Detailed analysis
At a basic level, the dataset included:
- All matches that occurred from 2010 to round 9, 2025 inclusive
- All players who played in any of these games (games they played outside of this time period were not included)
- All the venues that any of these games were played at
If you want to see what makes up the data, then feel free to examine the tables below.
You can skip the detailed data tables if you want:
Show/hide data tables (click to expand/collapse)
Table 1: Every individual game between 2010 and round 9, 2025 (table name: player_game_stats)

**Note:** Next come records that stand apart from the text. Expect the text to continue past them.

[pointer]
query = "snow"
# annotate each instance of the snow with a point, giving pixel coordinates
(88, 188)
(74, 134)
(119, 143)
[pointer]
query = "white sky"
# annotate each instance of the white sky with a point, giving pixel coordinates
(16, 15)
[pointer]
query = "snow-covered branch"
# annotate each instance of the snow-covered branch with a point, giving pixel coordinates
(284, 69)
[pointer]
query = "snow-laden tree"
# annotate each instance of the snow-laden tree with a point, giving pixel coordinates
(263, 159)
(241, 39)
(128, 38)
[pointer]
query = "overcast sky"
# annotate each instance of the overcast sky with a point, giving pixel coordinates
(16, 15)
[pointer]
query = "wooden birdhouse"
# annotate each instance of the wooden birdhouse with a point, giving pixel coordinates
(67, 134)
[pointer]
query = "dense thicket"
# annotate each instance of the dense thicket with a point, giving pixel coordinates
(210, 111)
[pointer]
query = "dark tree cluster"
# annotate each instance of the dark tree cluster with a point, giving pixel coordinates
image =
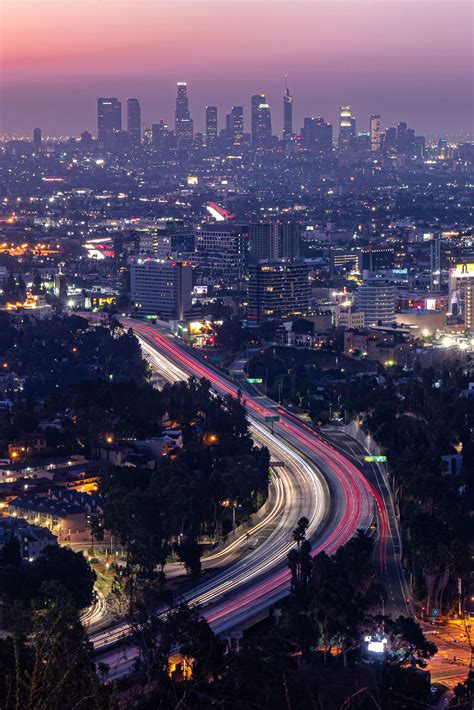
(219, 477)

Column | Data Type | Definition |
---|---|---|
id | integer | Unique record for player game stat entry |
player_id | integer | Player identifier |
game_id | integer | Game identifier |
team_id | integer | Team the player was playing for |
opponent_team_id | integer | Team the player was playing against |
kicks | integer | Kicks |
marks | integer | Marks |
handballs | integer | Handballs |
disposals | integer | Kicks + handballs |
goals | integer | Goals scored |
behinds | integer | Behinds scored |
hit_outs | integer | Hit outs |
tackles | integer | Tackles |
rebounds | integer | Moving the ball from the defensive 50 into the midfield |
inside_50 | integer | Moving the ball from the midfield into the forward 50; excludes multiple entries within same chain |
clearances | integer | First effective disposal in a chain that clears the stoppage area, or an ineffective/clanger kick that clears stoppage |
clangers | integer | Error made by a player resulting in a negative result for their side |
frees_for | integer | Frees awarded to player |
frees_against | integer | Frees conceded by player |
brownlow_votes | integer | Brownlow Medal votes, awarded by umpires |
contested_ possessions | integer | Possession won when the ball is in dispute (looseball-gets, hardball-gets, contested marks, etc.) |
uncontested_possessions | integer | Possessions gained under no physical pressure |
contested_marks | integer | A mark under physical pressure of an opponent or in a pack |
marks_inside_50 | integer | Marks taken inside forward 50 |
one_percenters | integer | Defensive effort (spoil, knock-on, smother or shepherd) |
bounces | integer | Bounces |
goal_assists | integer | Creating a goal by getting the ball to a teammate by any means (disposal, knock-on, ground kick, hitout, etc.) |
time_on_ground_pct | numeric | Time on ground during a game divided by total game time (%) |
For more information on the definitions of above, or how they are recorded, visit the AFL site. The data was sourced from afltables.com, footywire.com, and the AFL dataset on Kaggle. For the purpose of this analysis I am going to assume everything was correctly recorded and that my data is correct. I conducted random spot checking of ~5 games each season to ensure confidence, and all information can be found in my github.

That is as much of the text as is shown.